Returns the distinct count of values from the previous period, using uniqExact with lagInFrame. Pair lagged_count with retained_count to compute retention rates (returning ÷ previous). The dimension referenced by over: must be requested in the query.

Option Type Required Description
name Symbol Yes Identifier name. Identifier becomes :{name}_count
type Symbol No Data type. Default: :integer
expression Proc No Expression for the value to deduplicate
over Symbol Yes Dimension that defines the period
lag_offset Integer No Number of periods to look back. Default: 1
description String No Human-readable description

Example:

metrics do
  lagged_count :previous_period_users, :integer, -> { sql('user_id') }, over: :timestamp,
    description: 'Distinct users in the previous period'
end

When a request includes more dimensions than just over:, the framework partitions the lag window by the extra dimensions. Each combination gets an independent sequence, so values do not leak across categories. For example, with dimensions: [feature, timestamp] where timestamp is a date_bucket with granularity: 'daily' and the metric uses over: :timestamp, the generated SQL contains OVER (PARTITION BY aeq_feature ORDER BY aeq_timestamp_daily ASC). Retention for code_suggestions does not mix with chat.

column dimension

Groups results by a column value.

Option Type Required Description
name Symbol Yes Column name or identifier
type Symbol Yes Data type (:string, :integer, :datetime, etc.)
expression Proc No Custom expression instead of column
formatter Proc No Formatting function applied to results
description String No Human-readable description
association Boolean No When true, the dimension is also accessible without the _id suffix as an object. Defaults to false.

date_bucket dimension

Groups results by time intervals using ClickHouse’s toStartOfInterval() function. Supports parameters.

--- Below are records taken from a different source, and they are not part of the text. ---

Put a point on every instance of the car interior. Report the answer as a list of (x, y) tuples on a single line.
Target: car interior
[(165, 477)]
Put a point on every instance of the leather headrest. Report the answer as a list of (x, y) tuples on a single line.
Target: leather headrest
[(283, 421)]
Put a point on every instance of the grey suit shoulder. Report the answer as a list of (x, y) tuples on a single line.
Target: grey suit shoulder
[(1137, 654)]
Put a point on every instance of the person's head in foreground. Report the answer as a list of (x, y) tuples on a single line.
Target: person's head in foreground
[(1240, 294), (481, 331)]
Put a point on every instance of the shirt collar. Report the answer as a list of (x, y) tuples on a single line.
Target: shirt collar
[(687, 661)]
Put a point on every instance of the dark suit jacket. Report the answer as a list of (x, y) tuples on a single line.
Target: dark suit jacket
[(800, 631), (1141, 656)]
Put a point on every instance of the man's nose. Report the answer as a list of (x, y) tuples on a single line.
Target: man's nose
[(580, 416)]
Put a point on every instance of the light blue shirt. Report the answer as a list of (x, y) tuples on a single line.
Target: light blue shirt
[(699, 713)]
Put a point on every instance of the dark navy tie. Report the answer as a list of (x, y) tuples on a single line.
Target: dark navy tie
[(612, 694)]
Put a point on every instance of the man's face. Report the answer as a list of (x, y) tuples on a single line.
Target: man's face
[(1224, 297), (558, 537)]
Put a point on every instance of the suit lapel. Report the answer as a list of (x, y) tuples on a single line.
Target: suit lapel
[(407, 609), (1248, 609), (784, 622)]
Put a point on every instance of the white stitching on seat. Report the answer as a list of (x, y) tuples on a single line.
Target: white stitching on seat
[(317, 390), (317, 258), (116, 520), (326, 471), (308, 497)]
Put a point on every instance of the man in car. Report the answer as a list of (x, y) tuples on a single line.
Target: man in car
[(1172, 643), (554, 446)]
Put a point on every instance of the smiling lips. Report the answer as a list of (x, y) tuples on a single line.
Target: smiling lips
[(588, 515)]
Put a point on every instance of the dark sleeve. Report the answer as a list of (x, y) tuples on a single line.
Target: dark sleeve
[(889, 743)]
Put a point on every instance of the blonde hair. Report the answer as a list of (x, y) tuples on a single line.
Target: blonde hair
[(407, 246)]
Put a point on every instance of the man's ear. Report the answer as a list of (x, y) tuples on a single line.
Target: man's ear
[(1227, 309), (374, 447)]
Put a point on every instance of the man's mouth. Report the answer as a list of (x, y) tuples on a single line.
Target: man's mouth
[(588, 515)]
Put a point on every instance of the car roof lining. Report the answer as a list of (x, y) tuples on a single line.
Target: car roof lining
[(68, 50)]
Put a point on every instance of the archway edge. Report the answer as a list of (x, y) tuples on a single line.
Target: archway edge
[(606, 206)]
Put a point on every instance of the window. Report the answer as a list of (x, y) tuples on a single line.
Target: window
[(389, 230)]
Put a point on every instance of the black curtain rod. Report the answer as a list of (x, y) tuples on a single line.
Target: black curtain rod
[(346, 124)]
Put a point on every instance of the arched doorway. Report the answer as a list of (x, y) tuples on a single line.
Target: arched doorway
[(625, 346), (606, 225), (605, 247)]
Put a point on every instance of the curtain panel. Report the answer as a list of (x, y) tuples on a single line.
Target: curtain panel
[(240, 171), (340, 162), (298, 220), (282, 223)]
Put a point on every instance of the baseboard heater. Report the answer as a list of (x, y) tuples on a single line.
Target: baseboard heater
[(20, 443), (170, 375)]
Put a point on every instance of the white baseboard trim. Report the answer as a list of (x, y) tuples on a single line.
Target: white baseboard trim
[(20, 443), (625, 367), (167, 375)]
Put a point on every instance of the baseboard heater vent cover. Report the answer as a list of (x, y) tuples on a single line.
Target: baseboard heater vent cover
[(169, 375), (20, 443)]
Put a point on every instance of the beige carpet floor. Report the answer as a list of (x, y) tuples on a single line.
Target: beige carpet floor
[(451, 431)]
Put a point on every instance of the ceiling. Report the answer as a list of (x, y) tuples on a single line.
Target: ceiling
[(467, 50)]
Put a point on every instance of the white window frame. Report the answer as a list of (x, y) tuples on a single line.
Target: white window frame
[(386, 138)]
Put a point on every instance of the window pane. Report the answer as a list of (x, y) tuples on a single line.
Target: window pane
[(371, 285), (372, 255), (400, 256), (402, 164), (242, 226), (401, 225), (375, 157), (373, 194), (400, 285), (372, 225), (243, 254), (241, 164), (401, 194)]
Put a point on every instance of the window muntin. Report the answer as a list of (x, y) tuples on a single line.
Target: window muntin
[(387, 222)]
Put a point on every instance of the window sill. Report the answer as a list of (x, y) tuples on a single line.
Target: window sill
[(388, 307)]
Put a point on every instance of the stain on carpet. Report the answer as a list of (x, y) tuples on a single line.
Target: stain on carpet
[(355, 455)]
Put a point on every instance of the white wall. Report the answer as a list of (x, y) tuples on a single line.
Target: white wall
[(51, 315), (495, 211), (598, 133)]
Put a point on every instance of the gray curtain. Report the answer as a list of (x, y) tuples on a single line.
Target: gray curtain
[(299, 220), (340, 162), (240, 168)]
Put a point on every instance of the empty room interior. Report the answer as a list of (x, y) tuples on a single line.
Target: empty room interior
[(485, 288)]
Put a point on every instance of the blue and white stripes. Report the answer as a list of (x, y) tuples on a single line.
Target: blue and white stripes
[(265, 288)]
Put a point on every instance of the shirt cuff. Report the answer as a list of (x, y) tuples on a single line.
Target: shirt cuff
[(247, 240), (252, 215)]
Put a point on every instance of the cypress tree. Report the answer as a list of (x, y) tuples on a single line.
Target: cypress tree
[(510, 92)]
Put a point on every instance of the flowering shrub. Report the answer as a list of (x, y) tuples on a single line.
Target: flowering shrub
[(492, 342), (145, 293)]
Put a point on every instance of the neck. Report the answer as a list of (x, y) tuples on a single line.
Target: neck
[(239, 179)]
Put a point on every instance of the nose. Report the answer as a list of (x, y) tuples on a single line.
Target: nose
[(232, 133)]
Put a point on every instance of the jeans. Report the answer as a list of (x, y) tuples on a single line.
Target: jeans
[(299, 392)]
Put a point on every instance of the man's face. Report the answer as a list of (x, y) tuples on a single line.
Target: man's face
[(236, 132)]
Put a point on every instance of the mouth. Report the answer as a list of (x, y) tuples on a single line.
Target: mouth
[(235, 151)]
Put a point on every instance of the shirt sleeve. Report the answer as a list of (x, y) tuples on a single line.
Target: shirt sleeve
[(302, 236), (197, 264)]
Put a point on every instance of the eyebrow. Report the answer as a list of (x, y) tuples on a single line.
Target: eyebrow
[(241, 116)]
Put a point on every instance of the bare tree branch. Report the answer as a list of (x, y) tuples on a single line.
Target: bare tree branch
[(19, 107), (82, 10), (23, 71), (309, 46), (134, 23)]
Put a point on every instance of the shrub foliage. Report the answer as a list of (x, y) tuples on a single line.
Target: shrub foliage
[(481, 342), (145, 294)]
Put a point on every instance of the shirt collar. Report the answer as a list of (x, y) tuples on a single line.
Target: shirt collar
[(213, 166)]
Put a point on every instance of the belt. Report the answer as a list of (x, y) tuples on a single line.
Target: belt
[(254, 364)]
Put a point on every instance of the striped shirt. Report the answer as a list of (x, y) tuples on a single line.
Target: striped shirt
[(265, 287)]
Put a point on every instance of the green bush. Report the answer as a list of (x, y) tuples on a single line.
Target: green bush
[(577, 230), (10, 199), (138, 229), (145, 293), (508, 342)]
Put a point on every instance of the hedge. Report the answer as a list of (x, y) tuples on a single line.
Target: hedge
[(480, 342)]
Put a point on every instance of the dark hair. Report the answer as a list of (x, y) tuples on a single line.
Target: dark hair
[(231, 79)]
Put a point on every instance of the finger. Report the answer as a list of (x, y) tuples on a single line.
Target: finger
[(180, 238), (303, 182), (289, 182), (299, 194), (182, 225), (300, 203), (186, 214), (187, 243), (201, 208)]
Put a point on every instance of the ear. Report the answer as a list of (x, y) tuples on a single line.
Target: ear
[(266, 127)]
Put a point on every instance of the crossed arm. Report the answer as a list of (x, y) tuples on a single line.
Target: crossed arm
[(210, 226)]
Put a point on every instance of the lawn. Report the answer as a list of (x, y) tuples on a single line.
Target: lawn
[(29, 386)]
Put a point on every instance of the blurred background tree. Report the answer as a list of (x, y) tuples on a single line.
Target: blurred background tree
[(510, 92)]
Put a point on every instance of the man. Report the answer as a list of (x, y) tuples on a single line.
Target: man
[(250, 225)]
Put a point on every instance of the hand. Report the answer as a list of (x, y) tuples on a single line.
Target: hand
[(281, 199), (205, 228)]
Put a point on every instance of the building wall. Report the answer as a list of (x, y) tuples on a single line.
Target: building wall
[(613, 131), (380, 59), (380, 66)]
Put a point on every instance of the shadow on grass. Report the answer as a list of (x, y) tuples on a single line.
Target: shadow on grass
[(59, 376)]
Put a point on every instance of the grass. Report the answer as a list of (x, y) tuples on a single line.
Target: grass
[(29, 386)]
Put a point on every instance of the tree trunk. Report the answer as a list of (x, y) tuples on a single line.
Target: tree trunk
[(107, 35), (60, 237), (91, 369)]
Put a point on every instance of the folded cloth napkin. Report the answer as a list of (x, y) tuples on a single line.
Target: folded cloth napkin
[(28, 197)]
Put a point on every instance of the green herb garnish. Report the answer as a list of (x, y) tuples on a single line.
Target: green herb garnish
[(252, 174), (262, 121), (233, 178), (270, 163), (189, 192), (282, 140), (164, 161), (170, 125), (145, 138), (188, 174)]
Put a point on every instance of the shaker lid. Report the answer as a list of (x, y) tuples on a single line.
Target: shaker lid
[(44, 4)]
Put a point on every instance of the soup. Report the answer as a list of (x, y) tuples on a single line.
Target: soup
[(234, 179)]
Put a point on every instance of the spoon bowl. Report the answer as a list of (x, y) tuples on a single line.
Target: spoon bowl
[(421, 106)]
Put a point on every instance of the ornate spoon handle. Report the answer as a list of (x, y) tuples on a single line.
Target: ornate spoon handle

Option Type Required Description
name Symbol Yes Date/datetime column name
type Symbol Yes Data type (:date or :datetime)
expression Proc No Custom expression instead of column
parameters Hash No Parameter configuration (see below)
description String No Human-readable description

Supported Parameters:

Parameter Type Values Default Description
granularity String daily, weekly, monthly, yearly monthly Time interval for grouping

exact_match filter

Filters rows by exact value match. Supports filtering on regular columns or merge columns (pre-aggregated data).

Option Type Required Description
name Symbol Yes Column name to filter
type Symbol Yes Data type of filter values
expression Proc No Custom expression instead of column
merge_column Boolean No If true, applies filter using HAVING instead of WHERE
max_size Integer No Maximum number of values allowed in filter
description String No Human-readable description

range filter

Filters rows by value range using BETWEEN. Supports filtering on regular columns or merge columns.

Option Type Required Description
name Symbol Yes Column name to filter
type Symbol Yes Data type of filter values (:datetime, :integer, etc.)
expression Proc No Custom expression instead of column
merge_column Boolean No If true, applies filter using HAVING instead of WHERE
description String No Human-readable description

metric_exact_match filter

Filters groups by exact match on an aggregated metric value. Applied as a HAVING clause in post-aggregation.

Option Type Required Description
name Symbol Yes Identifier of the metric to filter by. Must match a metric defined in the same engine.
type Symbol Yes Data type of filter values
max_size Integer No Maximum number of values allowed in filter
description String No Human-readable description

The referenced metric must also be requested in the same Request. For parameterized metrics, the filter parameters must match the parameters of the requested metric instance.

Example:

filters do
  metric_exact_match :total_count, :integer
end
Gitlab::Database::Aggregation::Request.new(
  filters: [{ identifier: :total_count, values: [1, 2] }],
  dimensions: [{ identifier: :user_id }],
  metrics: [{ identifier: :total_count }]
)

metric_range filter

Filters groups by value range on an aggregated metric using BETWEEN. Applied as a HAVING clause in post-aggregation.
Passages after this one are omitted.